Netanjahu verschiebt Justizumbau

Nach den bislang umfangreichsten Protesten und einem Generalstreik wird der israelische Regierungschef Benjamin Netanjahu den von seiner Regierung forcierten Justizumbau verschieben. Das gab ein Mitglied des rechtsextremen Koalitionspartners am Montagabend bekannt. Der Streit über die Regierungspläne eskalierte zuletzt mit der Entlassung von Verteidigungsminister Joav Galant. Rund um eine schon für den Vormittag angekündigte und nun am Abend erwartete Rede Netanjahus spitzte sich die Lage weiter zu.

Polizeiminister Itamar Ben-Gvir bestätigte nun die zuvor von seiner Partei strikt abgelehnte Verschiebung des Regierungsvorhaben. Er habe sich mit Premier Netanyahu auf eine Verschiebung bis nach der Pause des Parlaments Ende Juli verständigt, teilte ein Sprecher am Montag mit. Im Gegenzug werde eine „Nationalgarde“ unter der Führung des rechtsextremen Ministers eingerichtet. Was das konkret bedeutet, war zunächst unklar.

Die Diskussionen zu dem Vorhaben sollten in der nächsten Parlamentssitzung stattfinden, teilte die rechtsextreme Partei Jüdische Stärke in einer Erklärung mit. Damit solle die Reform „durch Dialog“ verabschiedet werden. Das israelische Parlament legt kommende Woche eine Sitzungspause ein. Die von Netanjahu vorangetriebene Justizreform hat zu einer innenpolitischen Krise und großen Protesten geführt.

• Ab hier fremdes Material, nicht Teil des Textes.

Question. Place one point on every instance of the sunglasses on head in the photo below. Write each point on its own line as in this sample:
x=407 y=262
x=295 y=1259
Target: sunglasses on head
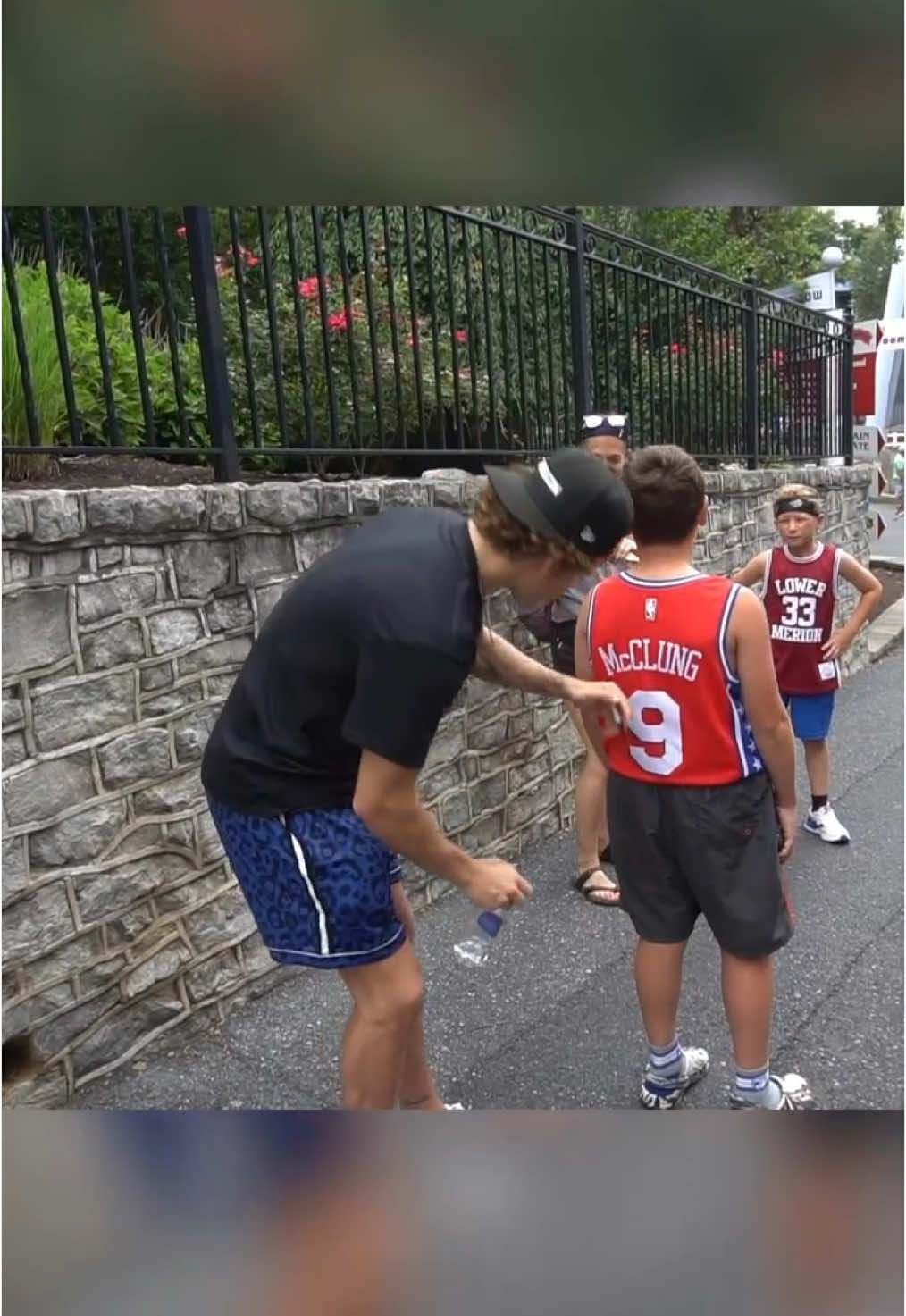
x=613 y=425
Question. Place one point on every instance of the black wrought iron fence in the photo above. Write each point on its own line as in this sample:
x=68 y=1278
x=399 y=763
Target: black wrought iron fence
x=388 y=339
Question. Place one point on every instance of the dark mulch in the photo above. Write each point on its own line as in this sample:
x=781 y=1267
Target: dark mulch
x=113 y=472
x=893 y=587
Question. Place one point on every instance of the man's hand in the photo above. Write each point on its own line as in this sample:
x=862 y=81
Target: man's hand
x=600 y=699
x=786 y=818
x=494 y=884
x=625 y=550
x=838 y=644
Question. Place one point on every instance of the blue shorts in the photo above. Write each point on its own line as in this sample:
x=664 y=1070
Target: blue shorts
x=317 y=884
x=811 y=715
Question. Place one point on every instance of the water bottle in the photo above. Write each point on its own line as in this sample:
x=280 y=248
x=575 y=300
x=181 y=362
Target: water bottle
x=474 y=951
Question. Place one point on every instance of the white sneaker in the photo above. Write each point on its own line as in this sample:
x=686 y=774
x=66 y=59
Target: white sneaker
x=825 y=824
x=794 y=1095
x=664 y=1094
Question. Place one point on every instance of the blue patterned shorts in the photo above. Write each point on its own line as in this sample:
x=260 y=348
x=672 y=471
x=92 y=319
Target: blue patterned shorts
x=317 y=884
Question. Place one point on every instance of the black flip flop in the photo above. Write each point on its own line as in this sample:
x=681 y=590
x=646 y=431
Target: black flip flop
x=581 y=884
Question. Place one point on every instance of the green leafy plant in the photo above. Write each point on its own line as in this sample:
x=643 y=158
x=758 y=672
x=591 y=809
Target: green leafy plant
x=45 y=377
x=85 y=361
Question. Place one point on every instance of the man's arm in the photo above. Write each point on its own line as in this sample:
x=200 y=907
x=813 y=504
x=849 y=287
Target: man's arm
x=388 y=803
x=505 y=665
x=870 y=591
x=502 y=664
x=585 y=671
x=752 y=573
x=750 y=641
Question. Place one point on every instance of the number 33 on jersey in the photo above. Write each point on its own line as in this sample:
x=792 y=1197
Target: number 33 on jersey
x=666 y=644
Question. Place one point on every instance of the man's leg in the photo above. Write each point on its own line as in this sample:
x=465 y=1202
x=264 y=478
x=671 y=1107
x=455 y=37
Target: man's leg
x=818 y=765
x=386 y=1009
x=417 y=1091
x=814 y=717
x=748 y=999
x=659 y=981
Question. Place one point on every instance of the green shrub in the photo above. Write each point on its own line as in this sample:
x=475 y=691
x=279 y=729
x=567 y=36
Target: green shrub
x=88 y=374
x=46 y=378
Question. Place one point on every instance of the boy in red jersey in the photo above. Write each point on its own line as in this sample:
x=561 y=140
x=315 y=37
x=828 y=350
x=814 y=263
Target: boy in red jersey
x=691 y=804
x=800 y=587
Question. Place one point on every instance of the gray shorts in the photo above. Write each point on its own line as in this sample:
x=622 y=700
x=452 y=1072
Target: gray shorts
x=683 y=851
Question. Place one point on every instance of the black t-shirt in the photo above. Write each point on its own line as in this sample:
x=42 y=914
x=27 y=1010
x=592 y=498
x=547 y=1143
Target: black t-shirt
x=366 y=650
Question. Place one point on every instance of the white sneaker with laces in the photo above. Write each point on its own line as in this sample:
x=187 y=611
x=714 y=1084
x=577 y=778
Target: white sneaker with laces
x=825 y=824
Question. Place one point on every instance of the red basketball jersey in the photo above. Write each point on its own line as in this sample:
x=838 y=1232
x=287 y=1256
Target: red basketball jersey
x=664 y=642
x=800 y=598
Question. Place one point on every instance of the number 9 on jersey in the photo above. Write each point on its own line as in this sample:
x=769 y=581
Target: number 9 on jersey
x=656 y=724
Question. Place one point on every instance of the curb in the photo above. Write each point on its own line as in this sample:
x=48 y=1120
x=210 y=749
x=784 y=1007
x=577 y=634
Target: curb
x=885 y=632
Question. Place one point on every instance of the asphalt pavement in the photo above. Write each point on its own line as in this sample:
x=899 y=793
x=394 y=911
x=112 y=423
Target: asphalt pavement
x=550 y=1021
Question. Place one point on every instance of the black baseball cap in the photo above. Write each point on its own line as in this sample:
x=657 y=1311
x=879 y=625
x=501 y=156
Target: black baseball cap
x=569 y=497
x=610 y=425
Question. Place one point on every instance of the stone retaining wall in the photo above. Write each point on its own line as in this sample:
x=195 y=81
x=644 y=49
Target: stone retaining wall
x=125 y=616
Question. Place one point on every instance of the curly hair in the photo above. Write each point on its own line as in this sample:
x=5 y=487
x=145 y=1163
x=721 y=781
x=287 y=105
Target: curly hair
x=508 y=536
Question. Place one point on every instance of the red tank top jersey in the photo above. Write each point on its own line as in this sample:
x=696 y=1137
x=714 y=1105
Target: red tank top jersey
x=800 y=598
x=664 y=642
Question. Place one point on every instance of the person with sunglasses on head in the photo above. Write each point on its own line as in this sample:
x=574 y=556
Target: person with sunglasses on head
x=603 y=437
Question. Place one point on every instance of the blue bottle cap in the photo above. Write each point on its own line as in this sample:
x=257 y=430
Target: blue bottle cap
x=491 y=923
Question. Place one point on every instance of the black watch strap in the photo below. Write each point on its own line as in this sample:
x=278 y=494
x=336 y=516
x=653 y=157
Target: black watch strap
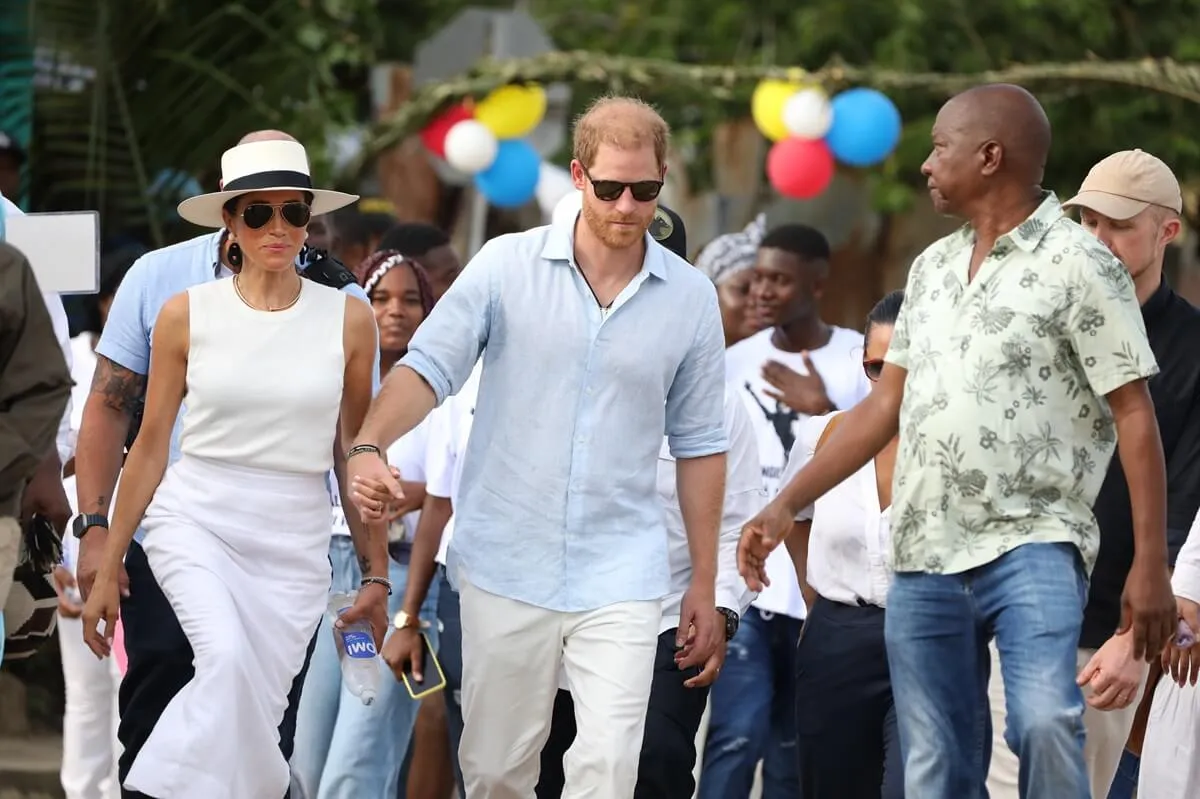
x=84 y=522
x=731 y=622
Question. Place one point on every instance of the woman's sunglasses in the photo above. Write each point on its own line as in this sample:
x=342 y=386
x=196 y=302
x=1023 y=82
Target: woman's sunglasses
x=258 y=215
x=610 y=191
x=874 y=368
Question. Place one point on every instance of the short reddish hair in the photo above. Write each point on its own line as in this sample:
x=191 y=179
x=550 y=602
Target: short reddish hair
x=624 y=122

Demonstranten in Jerusalem
Reuters/Itai Ron
Zehntausende Regierungsgegner und -gegnerinnen versammelten sich am Montag vor der Knesset

Demo und Gegendemo

Berichten zufolge drohten am Montag mehrere Minister, zurücktreten zu wollen, sollte Netanyahu die Justizreform einfrieren oder vom geplanten Kurs abweichen. „Kommt nach Jerusalem. (…) Wir sind die Mehrheit, lasst uns unsere Stimme erheben. Wir lassen uns unsere Stimme und den Staat nicht stehlen“, sagte der rechtsextremer Finanzminister Bezalel Smotrich in einem in Twitter verbreiteten Video. Auch andere Minister riefen in Folge zum Protest an der sich abzeichnenden Verschiebung der Justizumbaupläne auf.

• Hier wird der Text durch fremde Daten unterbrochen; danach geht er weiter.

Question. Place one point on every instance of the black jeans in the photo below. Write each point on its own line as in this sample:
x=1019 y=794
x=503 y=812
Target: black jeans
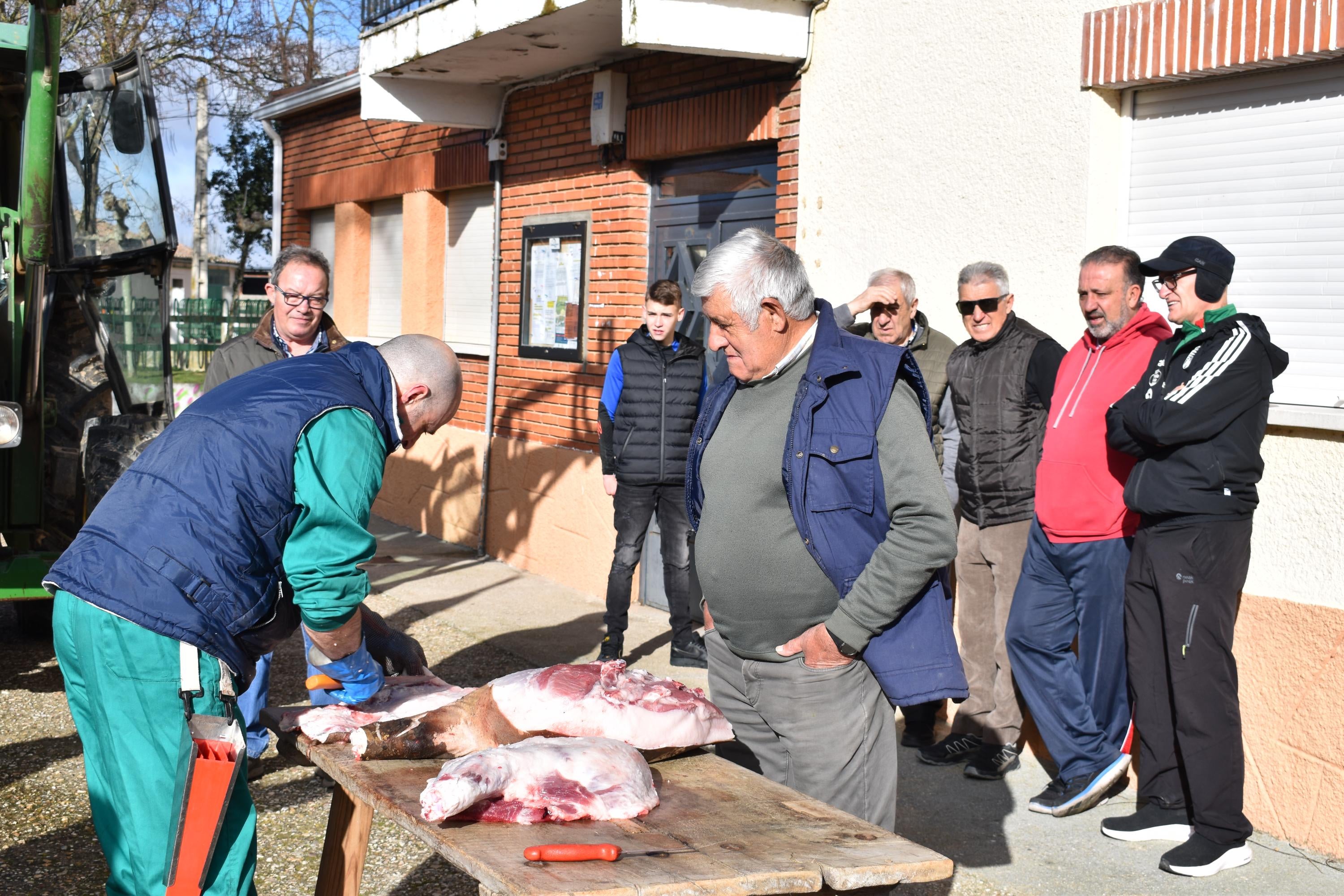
x=635 y=508
x=1182 y=593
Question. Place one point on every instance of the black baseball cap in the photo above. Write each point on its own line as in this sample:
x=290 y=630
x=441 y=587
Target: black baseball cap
x=1205 y=254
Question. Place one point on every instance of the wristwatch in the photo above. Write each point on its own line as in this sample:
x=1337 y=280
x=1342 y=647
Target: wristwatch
x=846 y=650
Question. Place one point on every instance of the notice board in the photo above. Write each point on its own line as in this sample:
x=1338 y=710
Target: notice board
x=554 y=260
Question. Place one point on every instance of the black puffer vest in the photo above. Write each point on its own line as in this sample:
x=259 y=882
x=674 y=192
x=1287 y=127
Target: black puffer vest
x=1000 y=431
x=660 y=398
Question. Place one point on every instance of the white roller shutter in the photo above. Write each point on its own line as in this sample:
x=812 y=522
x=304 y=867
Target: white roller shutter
x=467 y=271
x=1256 y=162
x=322 y=236
x=385 y=271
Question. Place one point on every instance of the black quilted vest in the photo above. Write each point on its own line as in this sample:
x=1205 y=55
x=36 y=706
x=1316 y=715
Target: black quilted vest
x=1000 y=431
x=660 y=398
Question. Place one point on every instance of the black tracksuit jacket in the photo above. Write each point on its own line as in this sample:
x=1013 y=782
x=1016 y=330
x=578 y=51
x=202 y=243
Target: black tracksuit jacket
x=1195 y=422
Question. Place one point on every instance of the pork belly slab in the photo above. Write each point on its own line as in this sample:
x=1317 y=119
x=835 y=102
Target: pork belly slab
x=400 y=698
x=543 y=780
x=593 y=699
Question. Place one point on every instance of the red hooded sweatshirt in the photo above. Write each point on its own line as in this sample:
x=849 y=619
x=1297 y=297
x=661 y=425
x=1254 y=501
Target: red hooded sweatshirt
x=1081 y=480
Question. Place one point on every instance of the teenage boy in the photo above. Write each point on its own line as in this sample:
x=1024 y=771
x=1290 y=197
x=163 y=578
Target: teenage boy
x=650 y=402
x=1194 y=422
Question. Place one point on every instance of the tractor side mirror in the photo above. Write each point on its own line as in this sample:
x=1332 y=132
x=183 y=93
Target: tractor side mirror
x=11 y=425
x=128 y=123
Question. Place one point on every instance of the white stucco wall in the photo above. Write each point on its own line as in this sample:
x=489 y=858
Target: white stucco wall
x=941 y=134
x=1297 y=546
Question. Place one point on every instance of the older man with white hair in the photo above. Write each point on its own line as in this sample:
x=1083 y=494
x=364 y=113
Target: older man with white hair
x=823 y=524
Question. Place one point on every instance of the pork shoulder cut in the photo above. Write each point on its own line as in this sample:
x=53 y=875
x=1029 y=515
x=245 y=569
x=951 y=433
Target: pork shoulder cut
x=543 y=780
x=401 y=696
x=593 y=699
x=608 y=700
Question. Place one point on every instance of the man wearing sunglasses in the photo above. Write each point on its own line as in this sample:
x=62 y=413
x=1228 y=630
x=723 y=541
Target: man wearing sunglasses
x=897 y=320
x=1194 y=422
x=299 y=291
x=297 y=324
x=1000 y=381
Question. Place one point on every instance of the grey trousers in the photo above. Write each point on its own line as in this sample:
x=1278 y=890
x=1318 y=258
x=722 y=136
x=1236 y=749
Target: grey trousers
x=988 y=566
x=827 y=732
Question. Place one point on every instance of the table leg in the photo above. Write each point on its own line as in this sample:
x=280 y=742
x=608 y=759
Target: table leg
x=346 y=845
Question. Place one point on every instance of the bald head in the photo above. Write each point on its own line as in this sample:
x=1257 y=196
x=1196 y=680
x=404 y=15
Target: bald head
x=429 y=383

Die Organisatoren der Pro-Koalition-Kundgebung stellten auch Shuttle-Busse zur Verfügung, mit denen Menschen aus dem ganzen Land und aus zahlreichen Siedlungen nach Jerusalem gebracht wurden, wie unter anderem „Haaretz“ (Onlineausgabe) berichtete. Der von Israels rechts-religiöser Koalition seit Wochen vorangetriebene Justizumbau sieht unter anderem eine Beschneidung der Zuständigkeiten des Höchstgerichtes vor. Die Koalition um Netanjahu wirft diesem eine übermäßige Einmischung in politische Entscheidungen vor.

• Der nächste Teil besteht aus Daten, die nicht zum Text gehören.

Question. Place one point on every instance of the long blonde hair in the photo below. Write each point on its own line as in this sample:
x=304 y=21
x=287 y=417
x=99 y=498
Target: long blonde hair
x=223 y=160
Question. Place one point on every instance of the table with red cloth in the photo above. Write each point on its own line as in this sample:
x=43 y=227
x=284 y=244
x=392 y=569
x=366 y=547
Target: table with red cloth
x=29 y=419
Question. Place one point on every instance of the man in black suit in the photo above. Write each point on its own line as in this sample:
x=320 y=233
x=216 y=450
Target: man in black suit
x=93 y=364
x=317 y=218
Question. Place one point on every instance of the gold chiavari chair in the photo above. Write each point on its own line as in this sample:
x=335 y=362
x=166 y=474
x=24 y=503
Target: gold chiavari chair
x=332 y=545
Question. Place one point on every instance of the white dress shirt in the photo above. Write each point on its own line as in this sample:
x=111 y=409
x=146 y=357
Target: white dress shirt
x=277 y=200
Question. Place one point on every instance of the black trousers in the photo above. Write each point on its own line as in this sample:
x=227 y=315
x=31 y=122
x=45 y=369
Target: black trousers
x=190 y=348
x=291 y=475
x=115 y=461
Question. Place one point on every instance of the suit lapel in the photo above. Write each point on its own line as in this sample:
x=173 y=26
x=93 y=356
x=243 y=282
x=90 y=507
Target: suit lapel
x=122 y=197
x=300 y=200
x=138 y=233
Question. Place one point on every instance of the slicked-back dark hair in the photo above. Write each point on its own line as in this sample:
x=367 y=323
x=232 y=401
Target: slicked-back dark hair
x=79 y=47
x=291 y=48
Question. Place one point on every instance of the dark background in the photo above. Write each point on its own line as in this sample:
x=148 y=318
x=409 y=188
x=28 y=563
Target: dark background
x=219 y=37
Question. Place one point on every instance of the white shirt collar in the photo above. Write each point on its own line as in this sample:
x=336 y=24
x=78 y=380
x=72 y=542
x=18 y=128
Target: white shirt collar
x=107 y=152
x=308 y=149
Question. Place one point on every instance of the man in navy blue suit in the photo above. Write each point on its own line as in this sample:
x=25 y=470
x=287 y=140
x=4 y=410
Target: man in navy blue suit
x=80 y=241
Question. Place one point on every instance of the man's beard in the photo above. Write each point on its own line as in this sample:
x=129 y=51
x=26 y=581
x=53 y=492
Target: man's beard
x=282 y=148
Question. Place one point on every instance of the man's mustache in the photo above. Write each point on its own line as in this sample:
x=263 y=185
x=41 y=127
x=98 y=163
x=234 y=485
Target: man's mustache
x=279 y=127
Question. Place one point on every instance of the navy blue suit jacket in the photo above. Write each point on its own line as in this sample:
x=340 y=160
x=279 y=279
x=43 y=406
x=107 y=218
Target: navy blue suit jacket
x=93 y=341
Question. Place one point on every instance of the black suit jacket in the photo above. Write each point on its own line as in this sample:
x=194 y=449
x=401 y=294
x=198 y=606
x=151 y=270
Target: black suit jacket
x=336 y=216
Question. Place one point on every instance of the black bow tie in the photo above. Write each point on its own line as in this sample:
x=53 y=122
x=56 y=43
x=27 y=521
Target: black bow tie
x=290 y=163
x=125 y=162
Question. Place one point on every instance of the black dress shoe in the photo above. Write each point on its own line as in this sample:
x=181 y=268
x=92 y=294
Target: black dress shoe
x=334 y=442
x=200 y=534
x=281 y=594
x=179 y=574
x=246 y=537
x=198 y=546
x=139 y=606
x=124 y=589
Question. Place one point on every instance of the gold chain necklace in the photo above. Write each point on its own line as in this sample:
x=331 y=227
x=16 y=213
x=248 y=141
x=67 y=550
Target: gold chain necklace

Dem Parlament soll es künftig etwa möglich sein, mit einfacher Mehrheit Entscheidungen des Höchsten Gerichts aufzuheben. Zudem soll die Zusammensetzung des Gremiums zur Ernennung von Richtern geändert werden. Kritikerinnen und Kritiker sehen die Gewaltenteilung in Gefahr, manche warnen gar vor der schleichenden Einführung einer Diktatur.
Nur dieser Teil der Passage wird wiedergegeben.